The violence unfolded during a day of protests in Haiti against rising insecurity with demonstrators calling for an end to kidnappings. While mostly peaceful in the capital, they turned violent in Les Cayes, where protesters gained access to the airport and attacked the plane, which had arrived Sunday with a team of humanitarian aid workers helping in the region’s recovery from last August’s devastating magnitude 7.2 earthquake that left over 2,000 dead.
Haiti police said that at least one protester died and five others were injured, including four police officers who were attacked with rocks. Police spokesman Garry Desrosiers confirmed that a plane in the southeastern city of Jacmel was also burned Tuesday, but it was “not the same situation as Les Cayes.” The plane had crash-landed in November under mysterious circumstances and was abandoned.
“It had already been vandalized and a group of people threw something in it,” he said.
In response to the incident, the country’s leading domestic carrier, Sunrise Airways, temporarily halted all flights to Les Cayes. Soon after, Mission Aviation Fellowship announced it was grounding all charter flights throughout Haiti for Wednesday.

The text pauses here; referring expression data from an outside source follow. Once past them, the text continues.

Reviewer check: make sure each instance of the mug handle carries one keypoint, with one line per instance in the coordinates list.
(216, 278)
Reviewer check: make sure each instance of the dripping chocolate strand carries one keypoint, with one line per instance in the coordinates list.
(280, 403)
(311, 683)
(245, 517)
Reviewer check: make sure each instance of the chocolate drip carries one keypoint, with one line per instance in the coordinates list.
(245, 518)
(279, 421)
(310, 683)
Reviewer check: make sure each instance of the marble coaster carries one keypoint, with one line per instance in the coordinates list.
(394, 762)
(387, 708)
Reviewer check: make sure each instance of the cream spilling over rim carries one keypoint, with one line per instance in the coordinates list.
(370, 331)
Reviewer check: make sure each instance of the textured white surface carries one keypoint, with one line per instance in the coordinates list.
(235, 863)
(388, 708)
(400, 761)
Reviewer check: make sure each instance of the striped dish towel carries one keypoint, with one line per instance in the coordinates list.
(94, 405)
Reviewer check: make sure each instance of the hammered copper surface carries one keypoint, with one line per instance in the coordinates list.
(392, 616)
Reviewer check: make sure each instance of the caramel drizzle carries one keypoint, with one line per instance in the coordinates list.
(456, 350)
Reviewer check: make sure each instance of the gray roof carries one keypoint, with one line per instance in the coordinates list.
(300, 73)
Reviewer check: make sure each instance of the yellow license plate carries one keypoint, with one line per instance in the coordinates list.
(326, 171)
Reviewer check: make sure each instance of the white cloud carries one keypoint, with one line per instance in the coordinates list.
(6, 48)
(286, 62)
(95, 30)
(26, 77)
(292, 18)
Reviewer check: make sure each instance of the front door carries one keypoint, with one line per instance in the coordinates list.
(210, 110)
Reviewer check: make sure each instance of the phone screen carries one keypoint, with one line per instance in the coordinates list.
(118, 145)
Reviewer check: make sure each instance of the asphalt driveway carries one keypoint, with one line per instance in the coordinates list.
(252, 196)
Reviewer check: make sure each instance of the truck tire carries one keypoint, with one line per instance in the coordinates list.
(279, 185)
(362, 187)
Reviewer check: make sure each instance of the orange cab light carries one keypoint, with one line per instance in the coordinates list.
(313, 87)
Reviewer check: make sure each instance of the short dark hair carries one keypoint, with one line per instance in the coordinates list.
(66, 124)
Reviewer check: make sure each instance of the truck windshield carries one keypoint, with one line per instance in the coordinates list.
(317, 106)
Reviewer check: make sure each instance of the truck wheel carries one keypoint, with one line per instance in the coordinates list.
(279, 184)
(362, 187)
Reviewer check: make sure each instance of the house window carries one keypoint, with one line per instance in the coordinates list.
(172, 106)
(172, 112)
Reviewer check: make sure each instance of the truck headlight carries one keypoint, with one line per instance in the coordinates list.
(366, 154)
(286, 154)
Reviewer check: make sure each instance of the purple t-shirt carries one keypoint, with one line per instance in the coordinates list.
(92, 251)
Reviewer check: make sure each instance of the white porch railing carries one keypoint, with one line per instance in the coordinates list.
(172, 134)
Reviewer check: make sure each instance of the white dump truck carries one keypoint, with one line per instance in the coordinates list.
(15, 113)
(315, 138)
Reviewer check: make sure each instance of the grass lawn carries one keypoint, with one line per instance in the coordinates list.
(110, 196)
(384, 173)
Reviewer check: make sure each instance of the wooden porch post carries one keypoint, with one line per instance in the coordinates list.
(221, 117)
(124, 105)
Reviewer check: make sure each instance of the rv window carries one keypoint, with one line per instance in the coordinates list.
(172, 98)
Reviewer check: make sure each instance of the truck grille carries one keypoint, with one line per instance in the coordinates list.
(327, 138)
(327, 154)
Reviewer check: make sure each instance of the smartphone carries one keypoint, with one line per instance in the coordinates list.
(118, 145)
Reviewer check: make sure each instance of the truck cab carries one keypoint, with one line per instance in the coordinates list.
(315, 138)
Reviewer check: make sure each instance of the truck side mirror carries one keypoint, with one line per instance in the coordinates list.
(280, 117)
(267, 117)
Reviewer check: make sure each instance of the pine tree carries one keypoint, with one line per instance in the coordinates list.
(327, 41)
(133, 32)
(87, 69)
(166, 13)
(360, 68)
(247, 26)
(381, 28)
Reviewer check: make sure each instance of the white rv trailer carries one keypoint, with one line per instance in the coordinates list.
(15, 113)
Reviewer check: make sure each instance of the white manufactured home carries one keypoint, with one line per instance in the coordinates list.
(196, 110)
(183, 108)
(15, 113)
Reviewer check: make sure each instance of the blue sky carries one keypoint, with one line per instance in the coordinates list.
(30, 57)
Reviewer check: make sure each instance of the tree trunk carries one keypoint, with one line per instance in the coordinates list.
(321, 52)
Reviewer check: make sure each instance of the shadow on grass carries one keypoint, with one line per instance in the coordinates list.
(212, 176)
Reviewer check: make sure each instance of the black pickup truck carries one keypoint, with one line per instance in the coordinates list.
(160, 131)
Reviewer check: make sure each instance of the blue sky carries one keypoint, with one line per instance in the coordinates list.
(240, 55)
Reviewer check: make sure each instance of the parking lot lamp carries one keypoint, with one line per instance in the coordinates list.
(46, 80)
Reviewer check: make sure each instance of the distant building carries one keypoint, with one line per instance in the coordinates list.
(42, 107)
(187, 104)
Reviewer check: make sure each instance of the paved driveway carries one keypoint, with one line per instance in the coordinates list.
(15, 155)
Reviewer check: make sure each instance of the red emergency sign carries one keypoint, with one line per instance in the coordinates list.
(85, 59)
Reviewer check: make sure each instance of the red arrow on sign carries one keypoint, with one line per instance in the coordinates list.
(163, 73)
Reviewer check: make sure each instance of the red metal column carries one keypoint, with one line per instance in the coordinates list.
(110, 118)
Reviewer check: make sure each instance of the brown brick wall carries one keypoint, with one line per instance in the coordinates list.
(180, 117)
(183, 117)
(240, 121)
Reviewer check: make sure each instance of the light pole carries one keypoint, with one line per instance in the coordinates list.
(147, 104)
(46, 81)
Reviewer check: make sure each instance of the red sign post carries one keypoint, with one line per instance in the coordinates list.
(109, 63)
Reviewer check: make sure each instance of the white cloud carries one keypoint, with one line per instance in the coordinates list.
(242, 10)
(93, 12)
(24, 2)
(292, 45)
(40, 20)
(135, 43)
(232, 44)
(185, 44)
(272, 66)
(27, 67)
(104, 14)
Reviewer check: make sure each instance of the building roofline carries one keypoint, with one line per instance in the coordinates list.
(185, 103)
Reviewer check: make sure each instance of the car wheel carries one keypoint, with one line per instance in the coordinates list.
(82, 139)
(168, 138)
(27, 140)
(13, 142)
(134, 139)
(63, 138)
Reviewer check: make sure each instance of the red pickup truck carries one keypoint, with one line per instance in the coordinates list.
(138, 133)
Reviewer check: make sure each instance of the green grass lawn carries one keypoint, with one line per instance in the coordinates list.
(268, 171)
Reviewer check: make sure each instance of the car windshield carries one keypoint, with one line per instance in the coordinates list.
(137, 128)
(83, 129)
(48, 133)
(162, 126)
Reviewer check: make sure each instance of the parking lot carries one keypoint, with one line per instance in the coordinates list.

Sunrise Airways Director Philippe Bayard told the Miami Herald that for now only flights to Les Cayes will be canceled.
“We’ve stopped the flights and are seeing what kind of security they are implementing at the airport because we cannot put at risk the people who are working with us, the passengers or the airplane,” Bayard said. “I know they are doing an evaluation to see how much damage they did at the airport and after that, we will make a decision.”
He called Tuesday’s violence in Les Cayes “sad” and “unacceptable.”
“It’s a missionary group that has come to do good in a country and they burned the airplane. Is this something that is acceptable?” Bayard said. “Regardless of the reasons why people were protesting, is the destruction they did here justifiable? It’s something that is lamentable.”
Tuesday marked the 35th anniversary of Haiti’s 1987 Constitution. Amid growing discontent about a surge in kidnappings and gang crime, Haitians have taken to circulating a petition demanding that Prime Minister Ariel Henry do something to address the problems. Condemning the incident in Les Cayes, Henry said in a tweet that he has ordered authorities to track down those behind the violence.
Les Cayes now becomes the latest big city to be without scheduled air service in Haiti, where armed gangs have made traveling the country’s national roads to large cities outside of the capital a dangerous undertaking.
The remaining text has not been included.